EL CHÁVEZ QUE CONOCÍ (I)

Corría el año 2001. ¿Qué antecedentes tenía yo del presidente Chávez? Que como militar había intentado un golpe de estado; que como candidato presidencial había sido el sumun del populistas; que como presidente era un desastre en el manejo económico y que como político en el poder, hacía constantes declaraciones de fervor ‘farquista’ y de enemistad con el ‘establecimiento’ colombiano.

Pues bien. El presidente del senado, Mario Uribe, a quien yo asesoraba como ‘escritor fantasma’, me dijo un día de aquel año: -José Obdulio, vamos a recibir en sesión conjunta de las cámaras al presidente de Venezuela, coronel Hugo Chávez. Miremos a ver unas ideas para el discurso de recepción. Mi posición política sobre Chávez y su gobierno eran tan escépticas que cualquier idea para un discurso de saludo a Chávez, iba a tener un tinte sesgado hacia la crítica y la identificación con los sectores de la oposición venezolana.

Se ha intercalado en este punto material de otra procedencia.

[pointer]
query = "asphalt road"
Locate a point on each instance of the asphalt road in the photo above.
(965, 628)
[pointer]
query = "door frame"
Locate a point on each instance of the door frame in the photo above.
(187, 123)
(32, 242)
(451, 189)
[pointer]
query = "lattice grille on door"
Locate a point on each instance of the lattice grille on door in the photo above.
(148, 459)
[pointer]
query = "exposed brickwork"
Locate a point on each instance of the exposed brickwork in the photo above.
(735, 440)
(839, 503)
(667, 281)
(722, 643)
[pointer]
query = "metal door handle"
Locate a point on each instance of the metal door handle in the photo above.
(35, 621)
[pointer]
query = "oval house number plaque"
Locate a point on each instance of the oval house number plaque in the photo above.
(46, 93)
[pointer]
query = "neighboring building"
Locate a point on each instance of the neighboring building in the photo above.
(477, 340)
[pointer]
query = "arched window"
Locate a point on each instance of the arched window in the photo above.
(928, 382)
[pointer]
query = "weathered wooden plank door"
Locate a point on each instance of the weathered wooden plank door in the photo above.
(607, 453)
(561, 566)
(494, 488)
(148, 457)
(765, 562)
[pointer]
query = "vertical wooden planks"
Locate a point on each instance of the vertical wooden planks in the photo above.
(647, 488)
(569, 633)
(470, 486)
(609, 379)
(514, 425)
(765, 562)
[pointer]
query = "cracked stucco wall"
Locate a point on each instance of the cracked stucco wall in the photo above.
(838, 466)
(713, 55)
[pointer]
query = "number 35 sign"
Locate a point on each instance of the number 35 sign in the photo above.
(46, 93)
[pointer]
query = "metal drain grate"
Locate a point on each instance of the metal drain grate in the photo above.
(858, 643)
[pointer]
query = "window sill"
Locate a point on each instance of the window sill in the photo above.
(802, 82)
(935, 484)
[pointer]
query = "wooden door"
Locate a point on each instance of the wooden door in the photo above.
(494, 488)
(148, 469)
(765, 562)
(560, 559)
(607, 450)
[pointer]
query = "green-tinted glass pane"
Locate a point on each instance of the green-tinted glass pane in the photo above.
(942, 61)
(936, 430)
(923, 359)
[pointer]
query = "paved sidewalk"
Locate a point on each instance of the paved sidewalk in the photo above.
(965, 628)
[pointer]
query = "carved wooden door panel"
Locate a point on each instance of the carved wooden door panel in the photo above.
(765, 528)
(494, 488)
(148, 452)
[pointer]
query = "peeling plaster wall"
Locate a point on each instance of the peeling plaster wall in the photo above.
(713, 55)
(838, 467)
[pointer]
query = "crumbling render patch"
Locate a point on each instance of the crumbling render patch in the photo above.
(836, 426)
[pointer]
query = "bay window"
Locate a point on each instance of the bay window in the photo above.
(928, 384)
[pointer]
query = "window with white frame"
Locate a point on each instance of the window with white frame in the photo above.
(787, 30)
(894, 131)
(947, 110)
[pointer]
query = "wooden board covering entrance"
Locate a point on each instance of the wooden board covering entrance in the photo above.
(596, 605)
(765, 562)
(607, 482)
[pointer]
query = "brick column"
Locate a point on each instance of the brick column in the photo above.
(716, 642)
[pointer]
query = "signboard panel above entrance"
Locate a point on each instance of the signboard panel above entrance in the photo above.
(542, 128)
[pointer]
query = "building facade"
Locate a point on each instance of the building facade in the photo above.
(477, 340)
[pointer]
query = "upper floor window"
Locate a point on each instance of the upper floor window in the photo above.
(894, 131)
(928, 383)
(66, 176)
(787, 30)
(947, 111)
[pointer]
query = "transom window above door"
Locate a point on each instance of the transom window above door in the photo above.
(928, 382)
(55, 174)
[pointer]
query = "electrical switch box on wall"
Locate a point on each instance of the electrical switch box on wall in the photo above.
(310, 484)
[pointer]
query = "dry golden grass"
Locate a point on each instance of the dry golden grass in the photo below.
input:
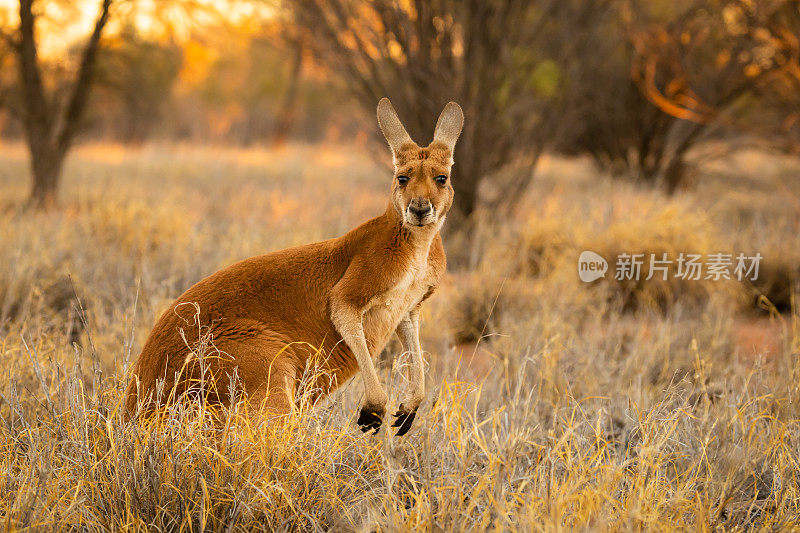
(576, 410)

Yo me formé en un bolivarianismo a la Colombiana (mi alma mater lleva ese nombre), que es un bolivarianismo liberal, con profundo sabor cristiano. Sabía que, al contrario de nosotros, el bolivarianismo chavista era un fraude histórico. Chávez y sus teóricos, a pesar del famoso artículo de Marx contra Bolívar, se habían dedicado a pintarnos a un libertador disfrazado de Lenin. Escribí, entonces, un discurso sobre temas bolivarianos poco erísticos. Me referí a la disolución de la Gran Colombia y la subsiguiente formación de tres nuevos estados: Colombia, Venezuela y Ecuador. Palabras más, palabras menos, recordé que Bolívar, al final de sus días, resignado, había dicho que era imposible mantener unidos a esos pueblos -que eran una sola y gran nación- y que, por lo tanto, se debía dar paso a la formación de tres estados separados, pero que confraternizaran en todos los temas, particularmente en lo social y cultural.

Chávez llegó al recinto del senado con puntualidad y elegancia inglesas. Saludó cálidamente a todo aquel a quien había que saludar y se sentó, con pose prosopopéyica, a escuchar el discurso del presidente del senado. Eran seis cuartillas y su lectura duraba unos 18 minutos. Yo estaba en primera fila y miraba fijamente a Chávez, buscando algún gesto que indicara que, por lo menos, le interesaba el debate bolivarianista. ¡Nada! Chávez no miraba al orador ni a nadie. Parecía que su mente estaba lejana, que su espíritu navegaba por otras galaxias. No aprobaba ni negaba; tampoco tomaba nota. ¡Qué desastre!, me dije. Esto va a ser un diálogo de sordos. Seguro que el tipo va a sacar un papelito y leerá cualquier cosa que le hayan escrito en Caracas.

¡¿Leer un papelito?! Chávez aplaudió corto y leve; se dirigió al estrado, lanzó una mirada que abarcó al auditorio y comenzó a hablar. Sin una nota, sin ningún recurso nemotécnico. ¡Sorpresa! Citó las citas citadas. Es decir, repitió las frases de Bolívar que había leído Mario Uribe. Y comenzó una larga disertación sobre la interpretación de ellas que, también de memoria, complementaba con nuevas citas y con sus propias interpretaciones.

Desde ese día de 2001 tuve la convicción de que subvalorar, como creo que lo hacíamos muchos colombiano, era una estupidez. Que mirarlo con neutralidad era una estupidez. Chávez era -no me quedó duda desde aquel día-, un enemigo gigantesco, inteligente, informado y feroz de la democracia colombiana.

En 2002, ya en funciones de asesor del presidente Uribe, pude convertirme en un conspicuo ‘chavólogo’. Participé con él en largas tertulias; discutimos varios temas (en lo personal amablemente, ásperamente en lo conceptual); intercambiamos libros y hasta dos o tres veces hablamos por teléfono. El tema marxismo y bolivarianismo, fue el siguiente round que tuvimos. En el próximo artículo les relataré los pormenores.